(Originally posted 2015-11-15.)
I don’t think I’ve written about the concept of Capture Ratio before. To be honest it’s kind of a “nerdy” or “internal” thing. But a recent experience suggests to me it is interesting, even if only for the wrong reason.
What Is Capture Ratio?
Not all CPU in a z/OS system can be attributed to a service class: If you add up all the CPU in SMF 72–3 (Workload Activity) it always amounts to less than the CPU in SMF 70–1 (System-Level).
If we divide Workload CPU by System CPU and turn it into a % we get a Capture Ratio. 
So what do we expect? Our observations are
- Generally most systems show capture ratios in the range 85% to 95%.
- Capture ratios vary, but not usually by very much. 
- Capture ratios are lower for very low utilisation systems than very high utilisation ones.
- Capture ratios are lower for highly paging systems, and probably for high I/O ones.
Generally I don’t see anything better about a system with a capture ratio in the low 90’s than one in the high 80’s, percentagewise. So I wouldn’t fret about that.
How Do We Use Capture Ratio?
As I indicated at the outset, this has been an internal thing.
In a recent study, to tweak nobody’s nose at all, we saw appallingly low and more or less random capture ratios. It turned out we were missing lots of 72–3 records. So the capture ratio was a good diagnostic tool.
Despite what I said about capture ratio being “internal” we have a standard chart that plots capture ratio for a system by day. This is why I know about the behaviours listed above.
What Went Wrong?
In some studies over the past few years our capture ratio has gone over 100%. It really shouldn’t.
While this has been “subliminally troubling” it hasn’t been enough to make me spring into action. With a recent study, however, we were getting capture ratios of hundreds of percent. Enough to set alarm bells ringing. So Dave Betten and I set to debugging.
It’s all down to zIIP: We only get capture ratios above 100% when both the following are true:
- We have substantial zIIP CPU relative to GCP CPU.
- The zIIP Normalisation Factor is substantially higher than 1.

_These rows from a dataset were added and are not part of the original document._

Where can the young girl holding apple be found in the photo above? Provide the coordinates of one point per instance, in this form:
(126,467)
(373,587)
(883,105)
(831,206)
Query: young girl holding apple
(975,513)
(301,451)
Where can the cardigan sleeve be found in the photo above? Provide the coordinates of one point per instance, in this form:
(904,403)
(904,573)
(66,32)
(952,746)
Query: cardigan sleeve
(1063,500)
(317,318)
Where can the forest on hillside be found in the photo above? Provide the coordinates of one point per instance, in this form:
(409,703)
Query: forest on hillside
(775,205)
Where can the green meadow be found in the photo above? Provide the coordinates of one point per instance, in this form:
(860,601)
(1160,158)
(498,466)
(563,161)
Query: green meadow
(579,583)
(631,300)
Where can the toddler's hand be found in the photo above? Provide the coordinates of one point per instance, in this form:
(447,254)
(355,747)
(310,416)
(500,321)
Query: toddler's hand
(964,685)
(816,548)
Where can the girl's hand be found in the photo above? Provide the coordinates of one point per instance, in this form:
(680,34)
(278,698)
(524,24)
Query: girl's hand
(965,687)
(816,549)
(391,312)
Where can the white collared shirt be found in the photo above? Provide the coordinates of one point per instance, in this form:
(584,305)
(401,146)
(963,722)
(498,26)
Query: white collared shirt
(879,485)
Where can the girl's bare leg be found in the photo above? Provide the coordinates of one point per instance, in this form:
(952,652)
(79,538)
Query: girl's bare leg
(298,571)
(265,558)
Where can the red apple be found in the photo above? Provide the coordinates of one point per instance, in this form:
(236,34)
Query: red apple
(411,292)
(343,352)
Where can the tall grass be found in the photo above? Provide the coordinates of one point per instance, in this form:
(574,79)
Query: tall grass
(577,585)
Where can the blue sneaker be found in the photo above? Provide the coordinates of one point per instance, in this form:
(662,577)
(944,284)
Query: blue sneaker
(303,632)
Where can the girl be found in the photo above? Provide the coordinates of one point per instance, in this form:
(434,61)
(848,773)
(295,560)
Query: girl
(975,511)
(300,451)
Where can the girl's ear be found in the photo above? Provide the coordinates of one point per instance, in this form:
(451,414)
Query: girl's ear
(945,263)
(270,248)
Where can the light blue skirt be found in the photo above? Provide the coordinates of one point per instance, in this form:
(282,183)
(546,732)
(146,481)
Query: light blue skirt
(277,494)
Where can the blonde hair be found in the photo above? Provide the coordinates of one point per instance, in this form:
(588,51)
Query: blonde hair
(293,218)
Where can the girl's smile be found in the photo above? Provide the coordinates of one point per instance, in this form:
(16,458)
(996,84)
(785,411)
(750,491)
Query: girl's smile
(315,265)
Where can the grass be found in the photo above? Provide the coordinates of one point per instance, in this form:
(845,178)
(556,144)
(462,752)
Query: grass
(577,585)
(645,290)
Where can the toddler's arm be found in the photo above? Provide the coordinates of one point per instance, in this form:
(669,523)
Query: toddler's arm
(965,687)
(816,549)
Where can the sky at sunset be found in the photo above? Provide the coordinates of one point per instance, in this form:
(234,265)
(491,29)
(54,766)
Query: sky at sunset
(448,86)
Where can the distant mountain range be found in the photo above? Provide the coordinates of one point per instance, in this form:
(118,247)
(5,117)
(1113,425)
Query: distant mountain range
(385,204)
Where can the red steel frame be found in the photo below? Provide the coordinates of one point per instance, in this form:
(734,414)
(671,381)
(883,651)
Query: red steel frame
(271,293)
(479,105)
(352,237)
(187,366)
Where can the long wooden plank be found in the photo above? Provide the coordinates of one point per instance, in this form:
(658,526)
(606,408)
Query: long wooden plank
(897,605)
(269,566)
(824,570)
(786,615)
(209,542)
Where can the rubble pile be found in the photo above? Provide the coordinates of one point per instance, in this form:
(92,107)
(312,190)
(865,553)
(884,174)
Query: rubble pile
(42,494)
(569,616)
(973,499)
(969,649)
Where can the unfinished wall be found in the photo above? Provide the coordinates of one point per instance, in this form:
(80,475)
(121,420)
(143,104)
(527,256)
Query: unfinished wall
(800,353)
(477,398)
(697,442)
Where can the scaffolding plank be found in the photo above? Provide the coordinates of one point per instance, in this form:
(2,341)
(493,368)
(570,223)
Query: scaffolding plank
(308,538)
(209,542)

Our code has a combined capture ratio, plus separate ones for GCP and zIIP CPU. We plot the former but have ignored the latter two.
I saw the pattern: Excessive zIIP capture ratio. Dave debugged the logic, which confirmed it. We’re using the zIIP Normalisation Factor wrong in both the general and zIIP capture ratio calculations.

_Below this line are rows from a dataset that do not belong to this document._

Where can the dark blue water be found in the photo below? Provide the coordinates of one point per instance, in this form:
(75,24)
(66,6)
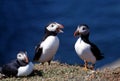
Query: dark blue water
(22,25)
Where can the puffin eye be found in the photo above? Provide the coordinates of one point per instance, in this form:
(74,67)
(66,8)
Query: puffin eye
(19,55)
(84,28)
(52,25)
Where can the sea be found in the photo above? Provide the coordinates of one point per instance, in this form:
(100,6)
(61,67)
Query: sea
(22,24)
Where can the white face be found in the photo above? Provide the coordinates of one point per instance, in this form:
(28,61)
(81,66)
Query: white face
(22,56)
(55,27)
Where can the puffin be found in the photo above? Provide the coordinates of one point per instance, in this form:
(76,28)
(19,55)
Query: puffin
(47,48)
(85,49)
(18,67)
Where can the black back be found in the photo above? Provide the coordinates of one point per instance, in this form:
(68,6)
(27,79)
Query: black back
(38,50)
(11,69)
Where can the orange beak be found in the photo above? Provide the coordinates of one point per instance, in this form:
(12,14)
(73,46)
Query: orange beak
(60,27)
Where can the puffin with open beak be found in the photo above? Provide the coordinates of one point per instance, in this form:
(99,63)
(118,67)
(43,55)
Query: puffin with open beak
(86,50)
(45,51)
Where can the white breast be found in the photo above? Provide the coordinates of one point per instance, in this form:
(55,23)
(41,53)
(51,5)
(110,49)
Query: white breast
(25,70)
(84,52)
(50,46)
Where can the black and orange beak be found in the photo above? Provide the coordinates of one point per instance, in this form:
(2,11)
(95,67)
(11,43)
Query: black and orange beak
(60,27)
(77,33)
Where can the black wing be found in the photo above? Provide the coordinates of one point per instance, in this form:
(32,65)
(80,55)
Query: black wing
(38,52)
(96,52)
(10,69)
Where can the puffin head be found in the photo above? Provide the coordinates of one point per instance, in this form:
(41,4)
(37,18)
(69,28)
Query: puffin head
(22,56)
(55,27)
(82,30)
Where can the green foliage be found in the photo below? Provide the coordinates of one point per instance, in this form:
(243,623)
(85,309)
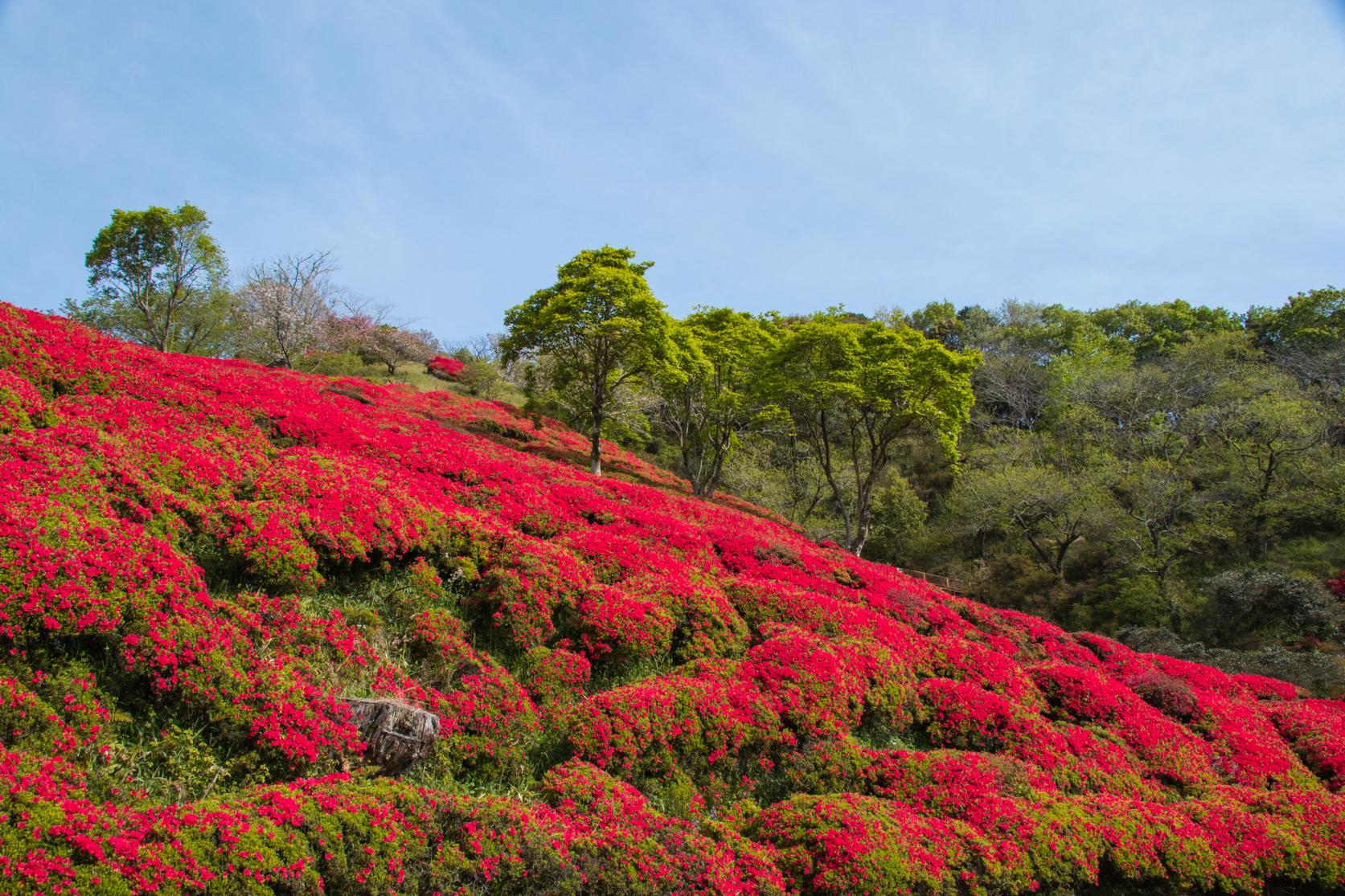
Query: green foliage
(597,329)
(158,277)
(855,389)
(709,392)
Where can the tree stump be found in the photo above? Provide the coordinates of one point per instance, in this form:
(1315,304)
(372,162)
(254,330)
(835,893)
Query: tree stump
(397,734)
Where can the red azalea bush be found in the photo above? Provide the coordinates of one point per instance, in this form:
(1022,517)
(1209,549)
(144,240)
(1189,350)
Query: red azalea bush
(202,561)
(445,367)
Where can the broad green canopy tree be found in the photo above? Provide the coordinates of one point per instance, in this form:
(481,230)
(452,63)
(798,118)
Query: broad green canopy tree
(855,389)
(600,327)
(709,396)
(158,277)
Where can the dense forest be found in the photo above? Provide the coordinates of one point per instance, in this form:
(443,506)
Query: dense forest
(1163,473)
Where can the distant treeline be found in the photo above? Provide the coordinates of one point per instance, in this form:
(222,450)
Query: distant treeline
(1125,470)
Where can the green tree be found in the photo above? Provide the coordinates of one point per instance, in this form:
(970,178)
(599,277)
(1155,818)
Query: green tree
(707,393)
(601,329)
(1015,491)
(855,389)
(158,277)
(1306,335)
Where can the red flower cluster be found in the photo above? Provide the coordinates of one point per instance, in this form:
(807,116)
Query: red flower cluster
(445,367)
(201,561)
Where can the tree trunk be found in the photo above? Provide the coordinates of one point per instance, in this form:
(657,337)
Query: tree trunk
(596,455)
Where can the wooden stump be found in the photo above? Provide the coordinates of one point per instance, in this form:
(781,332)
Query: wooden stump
(397,734)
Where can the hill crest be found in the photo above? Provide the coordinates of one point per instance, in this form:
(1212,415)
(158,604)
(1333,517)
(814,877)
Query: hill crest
(637,690)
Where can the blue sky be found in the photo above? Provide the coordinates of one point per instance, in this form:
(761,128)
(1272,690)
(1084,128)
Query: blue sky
(765,155)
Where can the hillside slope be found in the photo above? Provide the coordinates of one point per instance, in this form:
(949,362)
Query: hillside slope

Adjusting the zIIP capture ratio in a spreadsheet one system’s pair of capture ratios look like this:
I’ve summarised across 8-hour shifts and the x axis is a shift number.
The numbers appear to have “come right” and examining our logic suggests they should be right.
I think I discern that most of the time zIIP capture ratio is slightly above GCP capture ratio. This is what I’d guess, based on zIIPs not doing I/O. But I’m not 100% sure. Future data sets will tell.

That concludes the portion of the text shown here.